Deputada estadual Beatriz Cerqueira (PT-MG) – Foto: Arquivo RMC

A deputada estadual Beatriz Cerqueira (PT) ao ser informada dos acontecimentos imediatamente manifestou-se e adotou medidas práticas em defesa da comunidade quilombola “A situação é gravíssima. Minha primeira medida foi apresentar um projeto de resolução para revogar o decreto de utilidade pública para fins de desapropriação. Estou batalhando para que esse projeto tramite na Assembleia Legislativa. É importante destacar que se trata de uma medida inédita tomada pelo governador — ao delegar a uma empresa privada o poder de desapropriação.
Já acionamos o Ministério Público Estadual e a Defensoria Pública para que acompanhem o caso e garantam a proteção da comunidade, considerando que estamos falando de uma comunidade quilombola. Também acionamos o Ministério Público Federal, que tem competência para atuar na defesa de populações tradicionais sujeitas a violações de direitos e às violências promovidas pela CSN.
Além disso, é urgente reconhecer que não existe legislação específica sobre segurança das pilhas de estéril — justamente o tipo de estrutura para o qual está sendo desapropriada essa região. Essa lacuna normativa deixa as comunidades à mercê de diversos riscos e inseguranças.
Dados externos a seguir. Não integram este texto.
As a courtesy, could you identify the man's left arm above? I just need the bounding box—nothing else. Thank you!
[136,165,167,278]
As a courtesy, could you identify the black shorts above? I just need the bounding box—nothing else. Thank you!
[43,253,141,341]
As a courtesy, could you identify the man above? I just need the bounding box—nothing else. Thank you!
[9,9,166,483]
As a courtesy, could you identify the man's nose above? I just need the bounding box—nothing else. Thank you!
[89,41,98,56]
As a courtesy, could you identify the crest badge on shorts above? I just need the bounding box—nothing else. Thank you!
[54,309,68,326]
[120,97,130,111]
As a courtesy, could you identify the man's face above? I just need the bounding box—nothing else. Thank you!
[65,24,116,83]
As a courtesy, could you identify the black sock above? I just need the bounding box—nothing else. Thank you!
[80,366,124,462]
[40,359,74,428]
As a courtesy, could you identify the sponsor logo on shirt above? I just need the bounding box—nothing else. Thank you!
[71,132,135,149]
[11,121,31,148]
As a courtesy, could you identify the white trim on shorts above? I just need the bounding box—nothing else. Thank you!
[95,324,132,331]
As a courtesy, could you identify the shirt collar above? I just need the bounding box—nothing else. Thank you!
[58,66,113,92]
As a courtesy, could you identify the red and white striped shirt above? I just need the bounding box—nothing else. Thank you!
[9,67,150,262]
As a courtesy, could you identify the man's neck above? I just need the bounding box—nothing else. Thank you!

O governo de Minas atua claramente em favor dos interesses de grupos econômicos privados e abandona a proteção da sua própria população, impondo à comunidade não apenas o sofrimento da desapropriação, mas também o risco ambiental e social extremo decorrente da falta de regulamentação mínima sobre pilhas de estéril” disse a deputada.

O que é Pilha de Estéril?

A Pilha de Estéril é uma estrutura comum na mineração usada para armazenar materiais que não têm valor econômico, mas que precisam ser removidos para acessar o minério útil.

O que é o “estéril”?

É o material que fica entre a superfície do solo e o minério, como areia, terra e rochas. Apesar de não conter minério aproveitável, ele precisa ser retirado para viabilizar a lavra.

Como funciona a pilha de estéril?

O estéril é empilhado em áreas próximas à mina, formando grandes montes. Essas pilhas são planejadas e construídas com critérios técnicos para garantir estabilidade e segurança. Diferente das barragens de rejeitos, não armazenam água, o que reduz o risco de acidentes como rompimentos.

O que é importante?

Uma boa gestão dessas pilhas ajuda a minimizar impactos ambientais, como erosão e contaminação do solo. Também é essencial para a segurança das operações e das comunidades próximas.